- Born: August 15, 1986 (age 38) Amos, Quebec

Team
- Curling club: Mt. Bruno CC, Saint-Bruno-de-Montarville, QC

Curling career
- Brier appearances: 9 (2008, 2009, 2011, 2013, 2014, 2015, 2016, 2017, 2019)
- Top CTRS ranking: 11th (2013-14)

= Philippe Ménard =

Canadian curler

Philippe Ménard (born August 15, 1986) is a Canadian curler from Boucherville, Quebec. He played for his brother, Jean-Michel's team from 2011 to 2018. He is known for wearing a bandana during play.

==Career==
===Juniors===
Ménard was a member of the Quebec team at the 2006 Canadian Junior Curling Championships, skipped by Martin Crête. Ménard threw third stones on the team. The team finished with a 7–5 record, missing the playoffs in 6th place. Before then, Ménard played at the 2003 Canada Winter Games, placing 10th.

===Men's===
After juniors, Ménard would skip his own team for a season before joining the Simon Dupuis rink for the 2007–08 season, as his lead. That year, Ménard was invited to be Team Quebec's alternate at the 2008 Tim Hortons Brier. The team, skipped by brother Jean-Michel went 4–7, and Ménard would play in two matches. The next season, he joined the François Gagné rink. He again played as his brother's alternate, playing at the 2009 Tim Hortons Brier. The team went 7–4, losing in a tie breaker to Manitoba. Ménard did not play in any games, however. He then joined the Pierre Charette rink for one season, before joining the Gagné team again for a run at the 2011 Tim Hortons Brier, where Ménard played lead. The team would finish the round robin with a 3–8 record. After the season Ménard was recruited to his brother's rink as their lead in 2011. He has remained with his brother's team ever since.

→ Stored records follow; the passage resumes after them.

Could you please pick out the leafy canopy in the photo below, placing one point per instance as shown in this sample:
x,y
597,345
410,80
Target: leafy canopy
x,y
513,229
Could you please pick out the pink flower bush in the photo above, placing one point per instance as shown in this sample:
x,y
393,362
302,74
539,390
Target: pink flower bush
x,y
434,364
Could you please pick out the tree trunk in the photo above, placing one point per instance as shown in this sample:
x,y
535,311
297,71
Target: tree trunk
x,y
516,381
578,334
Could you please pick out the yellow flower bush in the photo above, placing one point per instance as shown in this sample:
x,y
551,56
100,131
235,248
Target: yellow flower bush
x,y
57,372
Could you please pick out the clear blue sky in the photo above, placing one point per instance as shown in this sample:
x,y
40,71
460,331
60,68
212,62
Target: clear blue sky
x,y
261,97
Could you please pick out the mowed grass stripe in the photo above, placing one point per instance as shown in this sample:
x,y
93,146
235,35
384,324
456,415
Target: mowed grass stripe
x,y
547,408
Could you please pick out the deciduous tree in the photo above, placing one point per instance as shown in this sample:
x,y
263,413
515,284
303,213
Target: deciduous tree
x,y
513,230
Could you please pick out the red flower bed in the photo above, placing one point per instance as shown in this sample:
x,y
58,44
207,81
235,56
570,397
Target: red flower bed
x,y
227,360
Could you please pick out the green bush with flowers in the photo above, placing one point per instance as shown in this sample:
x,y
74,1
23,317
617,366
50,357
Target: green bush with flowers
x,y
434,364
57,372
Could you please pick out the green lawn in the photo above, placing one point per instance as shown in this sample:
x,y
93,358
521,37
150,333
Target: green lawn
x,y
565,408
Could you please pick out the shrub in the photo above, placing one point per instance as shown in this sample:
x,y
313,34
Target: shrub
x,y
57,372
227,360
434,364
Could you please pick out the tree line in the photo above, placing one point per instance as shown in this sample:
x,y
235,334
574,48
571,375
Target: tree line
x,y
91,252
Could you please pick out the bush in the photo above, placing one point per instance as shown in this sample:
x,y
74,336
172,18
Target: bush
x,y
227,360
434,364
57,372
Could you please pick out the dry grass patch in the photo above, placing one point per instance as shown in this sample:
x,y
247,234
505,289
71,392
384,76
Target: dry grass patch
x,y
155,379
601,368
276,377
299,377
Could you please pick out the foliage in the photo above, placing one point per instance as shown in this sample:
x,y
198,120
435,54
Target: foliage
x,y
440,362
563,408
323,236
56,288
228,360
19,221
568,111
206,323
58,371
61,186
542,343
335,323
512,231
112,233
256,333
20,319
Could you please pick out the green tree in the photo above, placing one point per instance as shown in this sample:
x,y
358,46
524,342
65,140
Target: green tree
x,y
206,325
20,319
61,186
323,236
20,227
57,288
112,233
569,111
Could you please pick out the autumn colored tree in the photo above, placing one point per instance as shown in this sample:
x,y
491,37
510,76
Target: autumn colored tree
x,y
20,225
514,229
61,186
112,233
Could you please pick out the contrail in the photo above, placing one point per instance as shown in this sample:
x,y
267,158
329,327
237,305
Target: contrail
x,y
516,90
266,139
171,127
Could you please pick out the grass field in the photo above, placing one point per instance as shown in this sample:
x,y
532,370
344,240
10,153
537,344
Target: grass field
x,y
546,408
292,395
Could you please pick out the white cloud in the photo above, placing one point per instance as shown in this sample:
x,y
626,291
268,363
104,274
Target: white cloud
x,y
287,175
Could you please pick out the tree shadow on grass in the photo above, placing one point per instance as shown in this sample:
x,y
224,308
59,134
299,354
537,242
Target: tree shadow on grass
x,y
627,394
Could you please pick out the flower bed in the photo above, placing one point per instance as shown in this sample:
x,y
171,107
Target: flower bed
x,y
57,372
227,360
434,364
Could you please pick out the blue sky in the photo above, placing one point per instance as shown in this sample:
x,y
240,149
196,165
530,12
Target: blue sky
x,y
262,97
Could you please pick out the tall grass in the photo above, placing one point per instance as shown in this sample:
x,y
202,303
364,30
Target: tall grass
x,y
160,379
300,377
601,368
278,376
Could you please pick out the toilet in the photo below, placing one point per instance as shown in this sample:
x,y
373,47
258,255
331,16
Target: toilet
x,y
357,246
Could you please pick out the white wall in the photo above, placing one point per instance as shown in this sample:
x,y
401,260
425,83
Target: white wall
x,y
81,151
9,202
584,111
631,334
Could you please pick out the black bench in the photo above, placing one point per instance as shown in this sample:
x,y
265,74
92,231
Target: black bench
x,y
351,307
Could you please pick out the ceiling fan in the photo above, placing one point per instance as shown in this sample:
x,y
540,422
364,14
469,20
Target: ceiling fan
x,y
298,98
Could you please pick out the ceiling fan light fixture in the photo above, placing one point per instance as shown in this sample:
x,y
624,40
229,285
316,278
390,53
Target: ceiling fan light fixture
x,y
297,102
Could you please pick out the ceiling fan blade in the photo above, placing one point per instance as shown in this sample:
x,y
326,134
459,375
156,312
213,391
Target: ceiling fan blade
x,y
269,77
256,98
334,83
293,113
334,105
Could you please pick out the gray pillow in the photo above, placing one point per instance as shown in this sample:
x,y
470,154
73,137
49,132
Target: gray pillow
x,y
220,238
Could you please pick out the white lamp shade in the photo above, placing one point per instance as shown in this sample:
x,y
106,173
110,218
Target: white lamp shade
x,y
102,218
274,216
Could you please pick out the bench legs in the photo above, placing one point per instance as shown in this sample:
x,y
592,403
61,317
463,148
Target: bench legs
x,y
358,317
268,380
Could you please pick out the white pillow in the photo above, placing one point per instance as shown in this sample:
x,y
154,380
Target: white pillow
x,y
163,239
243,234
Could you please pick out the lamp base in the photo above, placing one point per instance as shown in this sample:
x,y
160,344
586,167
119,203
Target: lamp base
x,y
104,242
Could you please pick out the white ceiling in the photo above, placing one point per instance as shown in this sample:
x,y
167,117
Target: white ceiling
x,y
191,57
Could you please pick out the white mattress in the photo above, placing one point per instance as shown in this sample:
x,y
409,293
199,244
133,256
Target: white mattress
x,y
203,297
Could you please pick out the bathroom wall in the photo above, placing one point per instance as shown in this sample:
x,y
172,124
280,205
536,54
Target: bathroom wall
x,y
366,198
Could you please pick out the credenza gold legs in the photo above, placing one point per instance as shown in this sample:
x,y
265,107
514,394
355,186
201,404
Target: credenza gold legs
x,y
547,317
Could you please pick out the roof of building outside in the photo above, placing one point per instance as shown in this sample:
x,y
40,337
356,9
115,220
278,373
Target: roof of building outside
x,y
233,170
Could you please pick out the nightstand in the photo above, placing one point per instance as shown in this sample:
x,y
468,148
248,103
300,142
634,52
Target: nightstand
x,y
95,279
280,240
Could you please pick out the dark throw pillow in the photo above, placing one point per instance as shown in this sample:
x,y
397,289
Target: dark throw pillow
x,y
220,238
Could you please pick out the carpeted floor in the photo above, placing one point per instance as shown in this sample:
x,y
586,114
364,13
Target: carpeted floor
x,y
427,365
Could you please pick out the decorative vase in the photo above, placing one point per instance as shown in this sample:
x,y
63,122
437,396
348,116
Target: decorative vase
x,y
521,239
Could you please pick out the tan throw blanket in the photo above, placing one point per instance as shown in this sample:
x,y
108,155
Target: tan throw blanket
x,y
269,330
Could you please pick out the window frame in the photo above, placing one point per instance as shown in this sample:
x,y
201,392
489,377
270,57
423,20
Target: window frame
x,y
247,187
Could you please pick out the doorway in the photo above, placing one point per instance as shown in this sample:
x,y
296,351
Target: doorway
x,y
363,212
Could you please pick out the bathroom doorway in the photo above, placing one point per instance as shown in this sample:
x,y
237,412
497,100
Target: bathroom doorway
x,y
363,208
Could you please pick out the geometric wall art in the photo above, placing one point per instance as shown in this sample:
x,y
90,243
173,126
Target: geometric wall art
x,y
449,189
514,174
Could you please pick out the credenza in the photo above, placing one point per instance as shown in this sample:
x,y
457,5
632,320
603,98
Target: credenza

In his first season with his brother, the team won the Challenge Casino Lac Leamy World Curling Tour event, and played in the 2011 BDO Canadian Open Grand Slam event, where they made the quarterfinals. The team did not make it to the Brier that year. The next season they played in two Grand Slam events, the 2012 ROGERS Masters of Curling and the 2012 Canadian Open of Curling, missing the playoffs in both events. They also played in the 2012 Tim Hortons Brier, finishing with a 6–5 record. In 2013–14, the team did not play in any Slams, but found success at the 2014 Tim Hortons Brier. There they made the playoffs after posting a 7-4 round robin record. However the team lost both of their playoff matches, including the bronze medal game, settling for fourth.

In 2014–15, the team again did not play in any Slams, but were the winners of the Challenge Casino de Charlevoix WCT event. They again went to the Brier, posting a 6–5 record at the 2015 Tim Hortons Brier. The next season they played in The National Grand Slam event, missing the playoffs. They played at the 2016 Tim Hortons Brier, finishing with a 4–7 record.

==Personal life==
Ménard works as a procurement and logistics manager with Synectiq Inc. He has two children.